Let Y be a random variable that has a Poisson distribution with parameter $\displaystyle \lambda$. Without using generating functions:

(a) show that E(X) = $\displaystyle \lambda$

(b) find E(X^3).

Answer

(a)

$\displaystyle E(X)=\Sigma_xxf_X(x)=\Sigma_{x=0}^{\infty}\frac{\l ambda^xe^{-\lambda}x}{x!}={\lambda}e^{-\lambda}\Sigma_{x=0}^{\infty}\frac{\lambda^{x-1}}{(x-1)!}={\lambda}e^{-\lambda}e^{\lambda}={\lambda}e^0=\lambda$

(I used exp expansion for summation)

(b) and now I am stuck with the powers of x in my summation expression...

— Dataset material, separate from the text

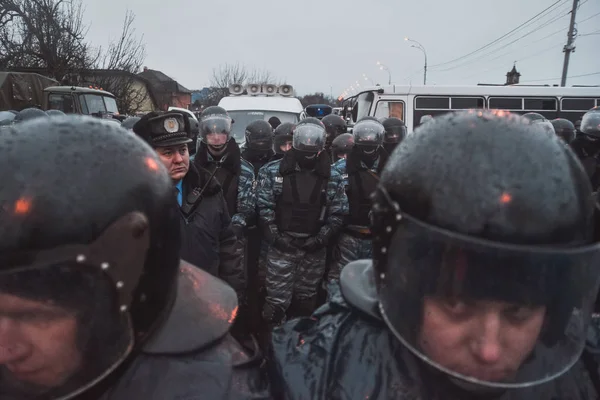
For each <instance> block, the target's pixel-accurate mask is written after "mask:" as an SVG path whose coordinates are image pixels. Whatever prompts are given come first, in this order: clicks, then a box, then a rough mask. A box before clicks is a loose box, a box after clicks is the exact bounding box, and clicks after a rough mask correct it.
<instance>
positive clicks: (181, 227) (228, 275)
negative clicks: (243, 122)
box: [133, 112, 246, 299]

$\displaystyle E(X)=\Sigma_xx^3f_X(x)=\Sigma_{x=0}^{\infty}\frac{ \lambda^xe^{-\lambda}x^3}{x!}={\lambda}e^{-\lambda}\Sigma_{x=0}^{\infty}\frac{\lambda^{x-1}x^2}{(x-1)!}$

I tried to substitute x-1=j:

$\displaystyle ={\lambda}e^{-\lambda}\Sigma_{j=1}^{\infty}\frac{\lambda^j(j+1)^ 2}{j!}=$

and then possibly expand (j+1)^2 into {j^2+2j+1} but then I have to deal with j^2 again (as with x^2 before), so it does not seem to help.

Are there any methods to deal with these kinds of summation calculations? I have looked into many books but they all show calculations of n-th moments straight from the moment generating functions, and my examinor seem to prefer his students to calculate from 'first principles' - this is a sample exam question. Unfortunately, there is no answer to this question in the study guide.